Non serio e non buffo, a un anno dall'Armida, dalla Cenerentola e dalla Gazza ladra, a due dal Barbiere di Siviglia e dall'Otello, ma unico esempio con il suo genere biblico a sé, a mezza via fra grande oratorio e opera in musica, tanto nel panorama coevo dei Reali Teatri di Napoli quanto negli attuali repertori lirici in cartello.
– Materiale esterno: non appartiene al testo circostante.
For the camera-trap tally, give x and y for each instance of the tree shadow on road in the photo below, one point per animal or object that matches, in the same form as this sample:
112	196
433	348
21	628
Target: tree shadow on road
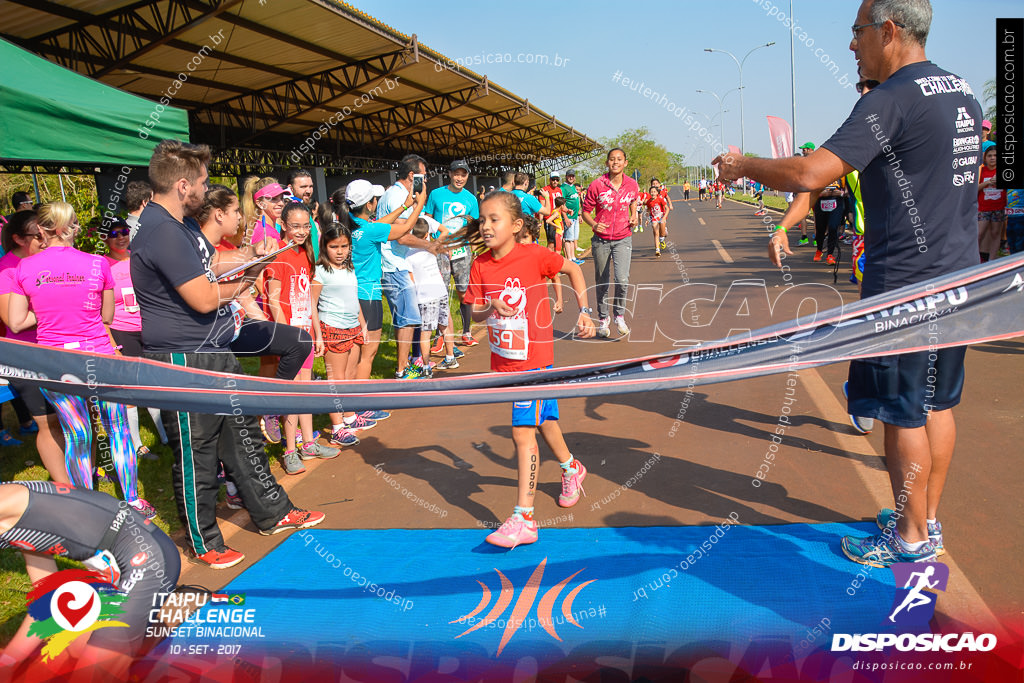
702	413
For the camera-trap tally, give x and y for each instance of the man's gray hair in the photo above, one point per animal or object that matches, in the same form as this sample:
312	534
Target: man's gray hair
914	14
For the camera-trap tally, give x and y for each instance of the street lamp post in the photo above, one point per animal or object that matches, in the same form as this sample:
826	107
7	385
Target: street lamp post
739	65
721	112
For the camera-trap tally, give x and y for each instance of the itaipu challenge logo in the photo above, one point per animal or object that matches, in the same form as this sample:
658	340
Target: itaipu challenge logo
70	604
523	605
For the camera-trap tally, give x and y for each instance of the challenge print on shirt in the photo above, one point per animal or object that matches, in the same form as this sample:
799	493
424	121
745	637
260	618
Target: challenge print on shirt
509	336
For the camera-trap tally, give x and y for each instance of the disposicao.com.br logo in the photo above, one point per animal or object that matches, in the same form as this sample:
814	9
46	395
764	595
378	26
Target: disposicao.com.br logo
72	603
912	608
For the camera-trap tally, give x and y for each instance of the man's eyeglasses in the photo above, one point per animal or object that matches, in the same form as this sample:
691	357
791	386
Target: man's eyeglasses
858	28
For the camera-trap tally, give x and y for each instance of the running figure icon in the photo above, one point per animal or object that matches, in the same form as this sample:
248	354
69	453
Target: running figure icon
915	598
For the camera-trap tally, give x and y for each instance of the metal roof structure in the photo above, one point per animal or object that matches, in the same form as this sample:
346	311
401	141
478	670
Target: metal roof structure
271	83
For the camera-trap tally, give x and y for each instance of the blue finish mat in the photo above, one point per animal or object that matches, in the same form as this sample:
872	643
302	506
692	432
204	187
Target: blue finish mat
386	591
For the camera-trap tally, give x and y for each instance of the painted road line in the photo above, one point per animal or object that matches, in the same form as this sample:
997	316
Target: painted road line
964	604
721	250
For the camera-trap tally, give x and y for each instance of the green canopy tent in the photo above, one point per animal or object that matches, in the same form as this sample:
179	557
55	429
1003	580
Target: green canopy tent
50	114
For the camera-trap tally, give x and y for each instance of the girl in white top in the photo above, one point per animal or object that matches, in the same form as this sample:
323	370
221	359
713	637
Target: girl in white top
338	323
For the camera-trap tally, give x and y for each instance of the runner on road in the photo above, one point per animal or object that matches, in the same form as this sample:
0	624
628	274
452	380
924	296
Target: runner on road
610	208
508	289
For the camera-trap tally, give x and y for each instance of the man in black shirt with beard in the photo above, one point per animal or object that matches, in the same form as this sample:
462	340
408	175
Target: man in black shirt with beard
915	140
186	323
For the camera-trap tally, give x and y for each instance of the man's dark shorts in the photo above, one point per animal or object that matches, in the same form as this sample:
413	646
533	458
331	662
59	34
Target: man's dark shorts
901	390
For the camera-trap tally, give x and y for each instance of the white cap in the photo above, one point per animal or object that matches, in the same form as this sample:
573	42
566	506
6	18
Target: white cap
359	191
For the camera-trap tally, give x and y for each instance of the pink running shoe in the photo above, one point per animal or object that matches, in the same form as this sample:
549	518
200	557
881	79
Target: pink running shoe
515	531
572	485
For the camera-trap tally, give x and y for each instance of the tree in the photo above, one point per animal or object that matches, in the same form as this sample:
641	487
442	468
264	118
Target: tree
643	154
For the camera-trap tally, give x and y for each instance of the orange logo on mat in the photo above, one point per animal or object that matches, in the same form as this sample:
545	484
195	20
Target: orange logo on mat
523	604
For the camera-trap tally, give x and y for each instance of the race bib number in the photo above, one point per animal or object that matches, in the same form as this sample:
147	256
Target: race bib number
238	317
128	296
509	337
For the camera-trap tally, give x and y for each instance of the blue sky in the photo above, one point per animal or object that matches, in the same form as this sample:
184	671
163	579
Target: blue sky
662	43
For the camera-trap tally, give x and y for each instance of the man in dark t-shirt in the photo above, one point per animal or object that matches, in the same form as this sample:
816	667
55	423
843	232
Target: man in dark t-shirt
915	140
169	324
185	323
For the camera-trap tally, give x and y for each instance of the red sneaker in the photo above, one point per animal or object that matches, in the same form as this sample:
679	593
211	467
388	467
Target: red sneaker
295	519
218	559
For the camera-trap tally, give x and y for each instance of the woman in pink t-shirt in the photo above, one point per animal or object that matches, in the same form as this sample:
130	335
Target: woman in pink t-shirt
127	325
68	295
262	213
22	239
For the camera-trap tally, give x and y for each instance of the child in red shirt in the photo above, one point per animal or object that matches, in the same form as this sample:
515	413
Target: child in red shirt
289	301
657	208
508	289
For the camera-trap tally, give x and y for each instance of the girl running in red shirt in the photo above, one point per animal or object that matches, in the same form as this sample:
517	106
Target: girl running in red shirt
290	302
508	289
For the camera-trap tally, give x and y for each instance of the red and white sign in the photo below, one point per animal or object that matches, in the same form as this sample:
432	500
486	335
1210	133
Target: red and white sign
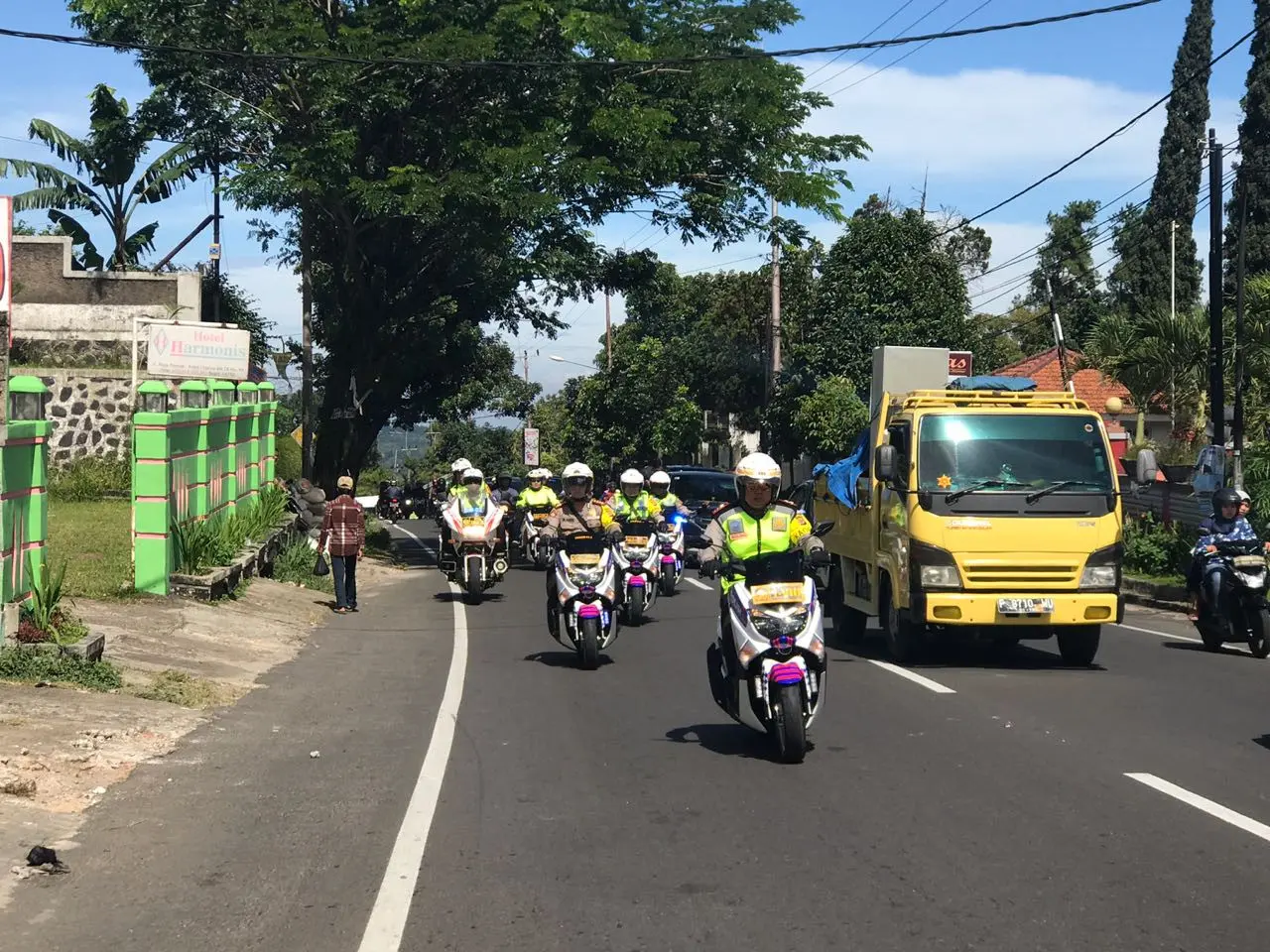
960	363
7	255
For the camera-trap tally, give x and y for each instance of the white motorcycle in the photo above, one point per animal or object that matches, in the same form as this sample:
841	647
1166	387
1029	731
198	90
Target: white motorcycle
671	544
532	546
479	560
636	557
587	589
778	633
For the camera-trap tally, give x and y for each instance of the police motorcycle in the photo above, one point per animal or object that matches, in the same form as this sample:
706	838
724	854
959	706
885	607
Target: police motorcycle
1242	612
636	557
587	589
778	629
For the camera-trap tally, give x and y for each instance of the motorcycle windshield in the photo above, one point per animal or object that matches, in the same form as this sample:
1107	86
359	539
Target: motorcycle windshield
774	567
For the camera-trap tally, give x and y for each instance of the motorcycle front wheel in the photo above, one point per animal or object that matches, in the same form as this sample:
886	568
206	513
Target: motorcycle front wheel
788	724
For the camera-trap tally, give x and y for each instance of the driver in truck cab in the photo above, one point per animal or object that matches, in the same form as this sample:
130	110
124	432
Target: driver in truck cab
758	524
È il Mosé in Egitto di Gioachino Rossini (nelle foto di Luciano Romano), azione tragico-sacra in tre atti su libretto di Andrea Leone Tottola scritta per la Quaresima dell'anno 1818 e quarto dei nove titoli messi a segno dall'autore negli anni partenopei (1815-1822), quindi non a caso scelto dal Teatro San Carlo per inaugurare l'anno rossiniano (a un secolo e mezzo dalla morte) portandolo nuovamente in scena a 200 anni esatti dalla prima assoluta (stasera, ore 20 e con repliche fino a martedì 20) in parallelo all'inaugurazione (oggi alle ore 18) della bellissima mostra documentale al MeMus dal titolo “Furore napoletano”, a cura del massimo studioso e collezionista del compositore di Pesaro, Sergio Ragni. L’allestimento proposto è quello della Welsh National Opera di quattro anni fa, mai fin qui portato in Italia, a firma del regista David Pountney, con le scene ispirate ai colori di Chagall su realizzazione di Raimund Bauer, con i costumi di Marie-Jeanne Lecca e le luci di Fabrice Kebour.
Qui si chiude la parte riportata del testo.